We should also design for peak loads, not the usual mean load. When a high-voltage cable used in power lines broke easily, engineers could not duplicate the failure with average loads. When they applied the peak loads, they could.

Designing for four times the life does not mean overdesigning. It is the art of choosing the right concept. If the attention is placed on innovation rather than marginal improvements, engineers can design for multiple lives with little or no investment, as shown earlier by several examples. They must encourage themselves to think differently rather than latching on to outdated traditional methods of increasing the size or weight. Engineers who talk of costs when solving problems usually block out creativity. They draw the boundary around the solution. Their first thought is to increase the size or weight to design for high loads. This is very common defective thinking. This is where the universities need to be more knowledgeable. We need to balance logic with creativity and should still be able to show a high return on investment.
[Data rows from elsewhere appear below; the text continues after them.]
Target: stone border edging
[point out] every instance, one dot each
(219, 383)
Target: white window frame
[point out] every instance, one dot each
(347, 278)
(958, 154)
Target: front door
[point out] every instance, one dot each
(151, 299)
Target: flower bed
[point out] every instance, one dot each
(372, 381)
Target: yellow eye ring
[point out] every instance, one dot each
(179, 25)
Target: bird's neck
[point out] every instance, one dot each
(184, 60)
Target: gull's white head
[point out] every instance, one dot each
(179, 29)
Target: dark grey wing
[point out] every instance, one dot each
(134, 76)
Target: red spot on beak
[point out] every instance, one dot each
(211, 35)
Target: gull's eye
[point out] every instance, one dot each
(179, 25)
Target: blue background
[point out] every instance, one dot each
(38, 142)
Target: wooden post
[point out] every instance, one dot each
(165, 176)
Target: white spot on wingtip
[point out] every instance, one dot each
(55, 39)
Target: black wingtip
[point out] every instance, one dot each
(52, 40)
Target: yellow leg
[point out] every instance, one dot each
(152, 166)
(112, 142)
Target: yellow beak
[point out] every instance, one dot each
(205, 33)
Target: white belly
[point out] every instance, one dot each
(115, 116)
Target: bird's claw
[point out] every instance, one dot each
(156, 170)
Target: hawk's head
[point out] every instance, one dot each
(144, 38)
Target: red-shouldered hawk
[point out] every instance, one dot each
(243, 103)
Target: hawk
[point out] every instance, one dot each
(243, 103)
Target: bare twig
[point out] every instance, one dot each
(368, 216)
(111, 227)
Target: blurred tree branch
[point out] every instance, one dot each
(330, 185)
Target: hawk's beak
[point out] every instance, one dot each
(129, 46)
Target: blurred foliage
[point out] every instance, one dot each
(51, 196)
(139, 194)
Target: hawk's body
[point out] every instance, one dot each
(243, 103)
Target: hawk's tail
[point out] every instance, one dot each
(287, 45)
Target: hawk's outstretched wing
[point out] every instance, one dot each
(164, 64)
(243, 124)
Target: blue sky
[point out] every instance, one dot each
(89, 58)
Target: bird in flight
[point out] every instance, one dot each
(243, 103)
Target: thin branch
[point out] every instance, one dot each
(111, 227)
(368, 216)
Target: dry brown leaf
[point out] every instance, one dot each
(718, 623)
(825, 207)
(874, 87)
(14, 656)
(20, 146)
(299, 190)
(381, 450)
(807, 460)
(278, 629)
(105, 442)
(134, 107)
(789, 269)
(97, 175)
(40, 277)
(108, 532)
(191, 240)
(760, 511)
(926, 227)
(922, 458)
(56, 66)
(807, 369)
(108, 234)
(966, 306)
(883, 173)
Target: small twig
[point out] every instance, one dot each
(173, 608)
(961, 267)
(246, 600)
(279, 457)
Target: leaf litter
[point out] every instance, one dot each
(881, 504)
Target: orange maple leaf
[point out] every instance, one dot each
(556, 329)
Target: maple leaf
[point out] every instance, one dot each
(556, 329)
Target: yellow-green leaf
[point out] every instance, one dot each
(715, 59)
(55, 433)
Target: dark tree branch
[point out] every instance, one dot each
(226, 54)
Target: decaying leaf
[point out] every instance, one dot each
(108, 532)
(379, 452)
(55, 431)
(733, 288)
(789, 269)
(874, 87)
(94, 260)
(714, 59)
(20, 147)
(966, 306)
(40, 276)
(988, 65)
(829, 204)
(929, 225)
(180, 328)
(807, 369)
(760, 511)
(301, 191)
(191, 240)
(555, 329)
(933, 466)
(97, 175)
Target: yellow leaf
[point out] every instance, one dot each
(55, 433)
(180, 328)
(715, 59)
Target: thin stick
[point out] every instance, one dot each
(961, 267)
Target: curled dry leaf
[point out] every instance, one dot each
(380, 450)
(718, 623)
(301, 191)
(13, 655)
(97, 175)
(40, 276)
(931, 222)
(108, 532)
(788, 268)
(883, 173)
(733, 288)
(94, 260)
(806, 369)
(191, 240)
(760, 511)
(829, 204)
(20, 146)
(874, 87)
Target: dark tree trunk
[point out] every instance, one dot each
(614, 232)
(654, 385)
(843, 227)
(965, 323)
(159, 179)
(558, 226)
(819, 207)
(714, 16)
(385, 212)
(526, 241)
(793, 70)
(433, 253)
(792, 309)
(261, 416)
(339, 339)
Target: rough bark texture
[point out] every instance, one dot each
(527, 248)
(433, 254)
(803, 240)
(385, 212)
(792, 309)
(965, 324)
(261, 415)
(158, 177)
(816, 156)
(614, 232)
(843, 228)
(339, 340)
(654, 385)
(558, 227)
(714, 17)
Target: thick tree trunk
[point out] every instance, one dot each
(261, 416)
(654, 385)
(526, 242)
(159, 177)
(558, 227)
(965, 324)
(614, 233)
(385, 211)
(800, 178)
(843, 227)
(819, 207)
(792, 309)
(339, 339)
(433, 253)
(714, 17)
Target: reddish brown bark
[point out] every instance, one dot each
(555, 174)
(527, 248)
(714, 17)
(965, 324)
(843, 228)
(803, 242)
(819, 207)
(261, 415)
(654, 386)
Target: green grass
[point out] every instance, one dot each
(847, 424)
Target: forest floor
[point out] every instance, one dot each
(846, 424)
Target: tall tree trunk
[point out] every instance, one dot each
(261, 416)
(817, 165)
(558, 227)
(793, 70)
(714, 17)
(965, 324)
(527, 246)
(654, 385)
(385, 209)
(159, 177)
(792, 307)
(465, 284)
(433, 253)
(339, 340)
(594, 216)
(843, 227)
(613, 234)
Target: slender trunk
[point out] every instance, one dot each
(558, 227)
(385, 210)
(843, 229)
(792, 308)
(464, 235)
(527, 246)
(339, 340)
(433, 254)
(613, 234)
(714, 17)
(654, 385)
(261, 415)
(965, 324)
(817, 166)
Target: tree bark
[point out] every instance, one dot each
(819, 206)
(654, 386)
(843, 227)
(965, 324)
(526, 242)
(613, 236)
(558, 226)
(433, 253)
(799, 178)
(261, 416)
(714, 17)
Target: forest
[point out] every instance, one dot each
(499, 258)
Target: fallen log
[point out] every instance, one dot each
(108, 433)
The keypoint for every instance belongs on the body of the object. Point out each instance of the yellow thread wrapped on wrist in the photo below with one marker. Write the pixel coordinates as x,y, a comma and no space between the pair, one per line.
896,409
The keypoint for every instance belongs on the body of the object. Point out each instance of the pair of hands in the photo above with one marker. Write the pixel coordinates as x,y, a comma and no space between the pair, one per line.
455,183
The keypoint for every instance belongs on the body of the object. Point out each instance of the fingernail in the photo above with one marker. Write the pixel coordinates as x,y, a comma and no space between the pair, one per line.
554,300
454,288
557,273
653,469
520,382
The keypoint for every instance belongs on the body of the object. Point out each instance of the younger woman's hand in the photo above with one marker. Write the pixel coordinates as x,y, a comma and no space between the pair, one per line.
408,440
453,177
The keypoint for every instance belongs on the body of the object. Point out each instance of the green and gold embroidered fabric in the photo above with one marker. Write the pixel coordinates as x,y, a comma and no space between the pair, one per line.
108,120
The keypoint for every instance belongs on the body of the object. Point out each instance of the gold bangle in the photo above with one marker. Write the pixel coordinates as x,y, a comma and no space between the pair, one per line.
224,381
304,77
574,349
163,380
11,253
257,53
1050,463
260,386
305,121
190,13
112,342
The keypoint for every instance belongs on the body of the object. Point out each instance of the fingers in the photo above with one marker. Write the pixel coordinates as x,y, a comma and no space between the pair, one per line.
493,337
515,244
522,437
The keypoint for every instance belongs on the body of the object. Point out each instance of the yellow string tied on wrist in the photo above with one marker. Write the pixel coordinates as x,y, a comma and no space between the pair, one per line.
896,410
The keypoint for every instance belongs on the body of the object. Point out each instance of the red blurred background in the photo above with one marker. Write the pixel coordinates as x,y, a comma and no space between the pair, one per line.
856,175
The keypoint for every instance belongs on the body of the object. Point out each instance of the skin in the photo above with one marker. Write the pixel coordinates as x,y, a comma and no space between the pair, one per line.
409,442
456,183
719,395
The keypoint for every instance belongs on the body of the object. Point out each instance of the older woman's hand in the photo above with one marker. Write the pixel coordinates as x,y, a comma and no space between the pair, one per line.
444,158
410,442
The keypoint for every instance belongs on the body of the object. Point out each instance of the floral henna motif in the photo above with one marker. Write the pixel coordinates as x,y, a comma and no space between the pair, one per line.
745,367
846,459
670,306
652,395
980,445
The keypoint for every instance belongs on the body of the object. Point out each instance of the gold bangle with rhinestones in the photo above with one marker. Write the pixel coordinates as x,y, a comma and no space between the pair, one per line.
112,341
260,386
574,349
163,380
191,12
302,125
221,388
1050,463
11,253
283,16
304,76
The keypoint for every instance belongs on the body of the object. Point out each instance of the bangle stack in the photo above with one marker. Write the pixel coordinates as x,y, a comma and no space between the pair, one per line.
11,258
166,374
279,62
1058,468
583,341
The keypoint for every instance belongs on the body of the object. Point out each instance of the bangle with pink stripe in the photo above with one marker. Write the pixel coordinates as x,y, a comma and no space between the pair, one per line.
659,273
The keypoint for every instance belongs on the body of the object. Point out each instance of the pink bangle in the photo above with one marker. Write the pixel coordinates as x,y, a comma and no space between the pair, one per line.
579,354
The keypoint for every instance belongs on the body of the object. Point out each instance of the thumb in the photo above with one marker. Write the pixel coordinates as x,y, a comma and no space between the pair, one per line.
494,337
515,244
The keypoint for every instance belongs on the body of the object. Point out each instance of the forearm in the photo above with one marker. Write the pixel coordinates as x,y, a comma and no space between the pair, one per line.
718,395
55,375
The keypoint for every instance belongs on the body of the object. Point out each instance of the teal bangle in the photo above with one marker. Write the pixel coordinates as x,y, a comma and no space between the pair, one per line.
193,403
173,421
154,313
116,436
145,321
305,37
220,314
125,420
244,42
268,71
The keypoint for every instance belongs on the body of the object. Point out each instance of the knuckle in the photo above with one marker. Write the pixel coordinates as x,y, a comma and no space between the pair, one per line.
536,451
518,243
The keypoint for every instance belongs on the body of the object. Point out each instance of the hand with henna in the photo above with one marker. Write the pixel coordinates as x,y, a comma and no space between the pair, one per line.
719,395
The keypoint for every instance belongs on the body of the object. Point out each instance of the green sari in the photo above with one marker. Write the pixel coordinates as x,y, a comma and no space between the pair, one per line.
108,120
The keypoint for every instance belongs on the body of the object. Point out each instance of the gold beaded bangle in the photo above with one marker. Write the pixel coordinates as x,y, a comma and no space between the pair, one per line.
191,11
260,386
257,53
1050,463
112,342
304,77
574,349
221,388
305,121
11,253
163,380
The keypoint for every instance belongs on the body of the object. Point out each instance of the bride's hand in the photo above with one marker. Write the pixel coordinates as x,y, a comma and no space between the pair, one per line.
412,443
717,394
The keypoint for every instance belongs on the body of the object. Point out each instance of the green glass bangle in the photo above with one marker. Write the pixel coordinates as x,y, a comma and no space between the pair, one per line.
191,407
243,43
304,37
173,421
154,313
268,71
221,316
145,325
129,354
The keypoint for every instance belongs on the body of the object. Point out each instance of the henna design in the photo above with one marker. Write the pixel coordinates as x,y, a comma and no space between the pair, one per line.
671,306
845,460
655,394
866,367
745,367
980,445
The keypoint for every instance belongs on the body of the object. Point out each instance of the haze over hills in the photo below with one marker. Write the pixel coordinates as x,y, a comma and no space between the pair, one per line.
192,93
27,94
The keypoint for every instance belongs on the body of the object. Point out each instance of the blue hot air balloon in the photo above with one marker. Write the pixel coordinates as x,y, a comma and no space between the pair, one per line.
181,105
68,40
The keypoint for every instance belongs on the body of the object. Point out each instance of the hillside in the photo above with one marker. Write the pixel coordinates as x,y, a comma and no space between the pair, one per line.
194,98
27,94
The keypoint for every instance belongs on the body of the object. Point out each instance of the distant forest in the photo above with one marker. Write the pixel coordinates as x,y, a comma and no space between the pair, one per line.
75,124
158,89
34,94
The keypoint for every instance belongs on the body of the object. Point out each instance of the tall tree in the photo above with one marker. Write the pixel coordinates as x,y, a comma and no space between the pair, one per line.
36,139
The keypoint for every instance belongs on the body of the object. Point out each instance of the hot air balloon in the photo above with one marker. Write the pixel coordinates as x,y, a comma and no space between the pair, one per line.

Paradigm 6: Learn to Alter the Paradox of Cost and Performance into a Win–Win Situation

Most engineers are of the opinion that high reliability costs more. World-class organizations embrace the paradox of increasing reliability and lowering costs simultaneously. Trade-off between reliability and cost is not always necessary. Toyota has mastered this paradigm, where high reliability and lower life-cycle costs are a way of life. Toyota has learned over the years that preventing failures is always cheaper than fixing them if the failure prevention process starts early in the design. If we capture the potential failures during the requirements analysis, we can include design for reliability without making wasteful engineering changes later. Similarly, during detailed design reviews, such tools as design failure modes, effects, and criticality analysis (FMECA), process FMECA, and fault tree analysis, if used early, can help us discover many missing, vague, and incomplete requirements. Engineering changes are the biggest source of waste in organizations, because most of them can be prevented. Here are some examples of achieving high reliability with very little or no investment. Since high reliability reduces life-cycle costs, the insignificant amount of investment does not negatively affect the win–win scenario.

Example 1

A company in Brazil had designed a large warning light bulb on a control console, with a plastic cover to reduce glare. They told me that they tried all kinds of plastics for the cap but that all of them melted after a few months. Someone suggested using a glass cover. We received the usual stupid answer: “Glass will cost three times as much as plastic. The cost of the product will be high.” The bad part is that many engineers look only at the cost of the component and completely ignore the cost of losing customers and the warranty costs to the employer. They are unaware that the cost of getting a new customer is at least five times the cost of retaining a current customer. When the team calculated the life-cycle costs of plastic versus the glass cap, the return on investment (ROI) turned out to be 300% in favor of the glass material. The author requested them to put a hold on the solution because we had agreed on an ROI goal of at least 500%. The author advised the entire team to take long showers for three weeks in the hope that someone would come up with a better idea. Why? Because when you take a long shower, your brain is calmed. In this state it is able to use over 1000 billion neurons that you have never used.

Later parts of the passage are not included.